Figure 4. Functional assessment of the effects of NF1and SPRED1 variants on NF-SPRED1 interaction and NF expression.
(A) Schematic overview of the in vitro functional assessment of the NF1-SPRED1 interaction. Variants were introduced into the wild-type (WT) expression construct by site-directed mutagenesis (SDM) and the NF p.1_2069-myc or p.1_2069ins10-myc and FLAG-SPRED1 expression constructs co-transfected into mammalian cells. NF-SPRED1 complexes were isolated by immunoprecipitation (IP) using anti-FLAG agarose beads. Lysate and IP fractions were subsequently analyzed by immunoblotting. Signals for the variants relative to the WT proteins (NF p.1_2069-myc, NF p.1_2069ins10-myc or FLAG-SPRED1) were determined in at least 3 independent experiments.
(B) Quantification of the IP signals for the NF1 (left) andSPRED1 (right) variants. Variants showing a reduced interaction (> 50% reduction in signal in the coIP fraction; P< 0.05) are indicated in red; variants showing < 50% reduction (P < 0.05) are shown in orange; variants showing a comparable interaction to wild-type NF-SPRED1 (P> 0.05) are indicated in black (see main text for details). IT/RC: NF1 p.Ile1799Thr/Arg1809Cys (double cis variant).

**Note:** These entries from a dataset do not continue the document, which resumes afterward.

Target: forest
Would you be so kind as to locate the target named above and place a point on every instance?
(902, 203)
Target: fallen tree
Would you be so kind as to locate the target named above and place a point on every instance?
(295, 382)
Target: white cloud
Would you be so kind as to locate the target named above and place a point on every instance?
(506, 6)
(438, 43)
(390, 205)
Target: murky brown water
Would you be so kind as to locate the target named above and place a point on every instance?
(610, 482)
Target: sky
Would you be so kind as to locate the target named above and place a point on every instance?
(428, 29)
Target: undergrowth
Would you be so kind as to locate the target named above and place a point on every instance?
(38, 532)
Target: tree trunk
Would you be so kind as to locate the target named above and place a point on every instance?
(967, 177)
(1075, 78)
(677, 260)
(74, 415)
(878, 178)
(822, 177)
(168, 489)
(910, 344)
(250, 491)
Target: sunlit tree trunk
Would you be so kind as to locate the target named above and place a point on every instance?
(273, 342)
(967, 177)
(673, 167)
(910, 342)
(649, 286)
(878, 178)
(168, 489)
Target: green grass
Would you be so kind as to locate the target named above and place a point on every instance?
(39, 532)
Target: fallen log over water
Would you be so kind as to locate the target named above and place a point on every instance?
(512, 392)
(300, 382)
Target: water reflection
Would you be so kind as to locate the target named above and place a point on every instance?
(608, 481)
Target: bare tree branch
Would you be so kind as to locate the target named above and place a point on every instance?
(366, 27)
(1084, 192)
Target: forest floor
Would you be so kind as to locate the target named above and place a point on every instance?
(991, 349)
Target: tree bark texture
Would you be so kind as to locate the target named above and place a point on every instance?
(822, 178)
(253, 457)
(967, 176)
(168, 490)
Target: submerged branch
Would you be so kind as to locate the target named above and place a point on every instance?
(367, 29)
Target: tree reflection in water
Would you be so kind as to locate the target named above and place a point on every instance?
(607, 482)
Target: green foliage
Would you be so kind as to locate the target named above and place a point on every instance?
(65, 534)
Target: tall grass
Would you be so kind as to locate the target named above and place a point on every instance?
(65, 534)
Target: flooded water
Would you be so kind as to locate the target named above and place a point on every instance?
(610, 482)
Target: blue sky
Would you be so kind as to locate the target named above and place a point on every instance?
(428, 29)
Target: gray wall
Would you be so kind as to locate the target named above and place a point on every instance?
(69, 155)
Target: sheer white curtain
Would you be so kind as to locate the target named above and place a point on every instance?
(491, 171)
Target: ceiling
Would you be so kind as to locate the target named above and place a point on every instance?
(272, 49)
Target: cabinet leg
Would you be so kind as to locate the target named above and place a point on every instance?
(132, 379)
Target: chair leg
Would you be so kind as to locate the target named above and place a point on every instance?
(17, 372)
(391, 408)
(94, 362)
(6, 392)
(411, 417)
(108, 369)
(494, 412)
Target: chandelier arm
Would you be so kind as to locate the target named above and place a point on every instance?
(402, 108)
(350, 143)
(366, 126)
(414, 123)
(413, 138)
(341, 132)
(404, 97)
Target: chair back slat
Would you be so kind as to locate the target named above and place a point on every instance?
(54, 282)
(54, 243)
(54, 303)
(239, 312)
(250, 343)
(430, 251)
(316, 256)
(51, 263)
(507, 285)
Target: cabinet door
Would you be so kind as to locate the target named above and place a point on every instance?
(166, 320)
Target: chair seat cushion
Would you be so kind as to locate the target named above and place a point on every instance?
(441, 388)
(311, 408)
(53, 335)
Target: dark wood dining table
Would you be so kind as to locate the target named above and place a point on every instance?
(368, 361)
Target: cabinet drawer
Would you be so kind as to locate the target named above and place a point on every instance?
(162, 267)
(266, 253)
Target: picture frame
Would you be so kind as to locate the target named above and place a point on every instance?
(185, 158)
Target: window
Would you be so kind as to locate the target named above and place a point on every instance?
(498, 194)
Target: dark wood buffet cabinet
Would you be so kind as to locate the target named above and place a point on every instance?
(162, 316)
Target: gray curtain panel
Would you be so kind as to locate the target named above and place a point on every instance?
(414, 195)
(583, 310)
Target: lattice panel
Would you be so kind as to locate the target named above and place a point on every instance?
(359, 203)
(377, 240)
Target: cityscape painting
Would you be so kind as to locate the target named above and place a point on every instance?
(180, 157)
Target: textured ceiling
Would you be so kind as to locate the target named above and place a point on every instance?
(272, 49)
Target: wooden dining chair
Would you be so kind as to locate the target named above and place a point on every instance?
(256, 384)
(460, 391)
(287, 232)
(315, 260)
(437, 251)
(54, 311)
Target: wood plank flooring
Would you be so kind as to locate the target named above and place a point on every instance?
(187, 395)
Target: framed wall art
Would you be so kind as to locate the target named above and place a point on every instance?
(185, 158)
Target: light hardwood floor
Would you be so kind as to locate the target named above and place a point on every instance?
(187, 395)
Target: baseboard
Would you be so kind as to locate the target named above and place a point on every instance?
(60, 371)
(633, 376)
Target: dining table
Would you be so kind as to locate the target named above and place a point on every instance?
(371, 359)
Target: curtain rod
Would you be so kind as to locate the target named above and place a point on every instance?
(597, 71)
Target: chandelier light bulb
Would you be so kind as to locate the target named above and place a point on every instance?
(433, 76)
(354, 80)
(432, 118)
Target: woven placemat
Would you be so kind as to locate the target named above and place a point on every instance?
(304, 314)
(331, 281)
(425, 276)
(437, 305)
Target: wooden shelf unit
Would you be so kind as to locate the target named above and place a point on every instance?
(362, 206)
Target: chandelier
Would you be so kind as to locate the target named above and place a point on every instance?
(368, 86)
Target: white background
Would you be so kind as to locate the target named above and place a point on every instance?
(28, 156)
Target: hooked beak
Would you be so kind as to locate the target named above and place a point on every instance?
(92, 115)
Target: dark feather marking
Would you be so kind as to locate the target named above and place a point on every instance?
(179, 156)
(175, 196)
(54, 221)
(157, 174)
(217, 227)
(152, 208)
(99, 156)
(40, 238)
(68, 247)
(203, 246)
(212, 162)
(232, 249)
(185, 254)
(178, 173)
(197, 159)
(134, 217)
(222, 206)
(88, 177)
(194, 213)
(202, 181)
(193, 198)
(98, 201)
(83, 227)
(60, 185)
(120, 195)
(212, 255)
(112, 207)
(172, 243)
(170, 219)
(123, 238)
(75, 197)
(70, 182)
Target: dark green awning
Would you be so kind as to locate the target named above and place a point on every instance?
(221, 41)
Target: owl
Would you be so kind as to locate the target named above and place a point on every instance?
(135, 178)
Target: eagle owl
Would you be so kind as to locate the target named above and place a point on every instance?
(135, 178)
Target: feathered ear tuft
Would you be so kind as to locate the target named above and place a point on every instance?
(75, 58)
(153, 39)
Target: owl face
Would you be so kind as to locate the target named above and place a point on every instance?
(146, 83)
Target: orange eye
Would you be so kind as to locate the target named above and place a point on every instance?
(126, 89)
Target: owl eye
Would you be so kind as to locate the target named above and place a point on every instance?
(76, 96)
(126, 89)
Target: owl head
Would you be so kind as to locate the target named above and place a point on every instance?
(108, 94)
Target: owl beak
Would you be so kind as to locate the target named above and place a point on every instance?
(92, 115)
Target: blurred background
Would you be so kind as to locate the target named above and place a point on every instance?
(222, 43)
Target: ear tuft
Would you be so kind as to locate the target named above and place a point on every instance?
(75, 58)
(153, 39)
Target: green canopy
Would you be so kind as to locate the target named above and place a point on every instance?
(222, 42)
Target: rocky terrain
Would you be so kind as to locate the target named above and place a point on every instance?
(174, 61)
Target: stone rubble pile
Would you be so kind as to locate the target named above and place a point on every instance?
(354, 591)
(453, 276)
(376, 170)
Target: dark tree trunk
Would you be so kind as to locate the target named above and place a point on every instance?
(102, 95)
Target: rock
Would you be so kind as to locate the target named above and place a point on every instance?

(C) Quantification of the signals for the expressed NF1 (left) and SPRED1 (right) variants. Variants showing > 50% reduction (P < 0.05) are indicated in red; variants showing < 50% reduction (P < 0.05) are shown in orange; variants expressed at levels comparable to the wild-type control (P > 0.05) are indicated in black (see main text for details). IT/RC: NF1 p.Ile1799Thr/Arg1809Cys (double,cis variant).
(D) Representative immunoblot showing the anti-FLAG IP (above) and lysate (below) fractions for NF1 variants.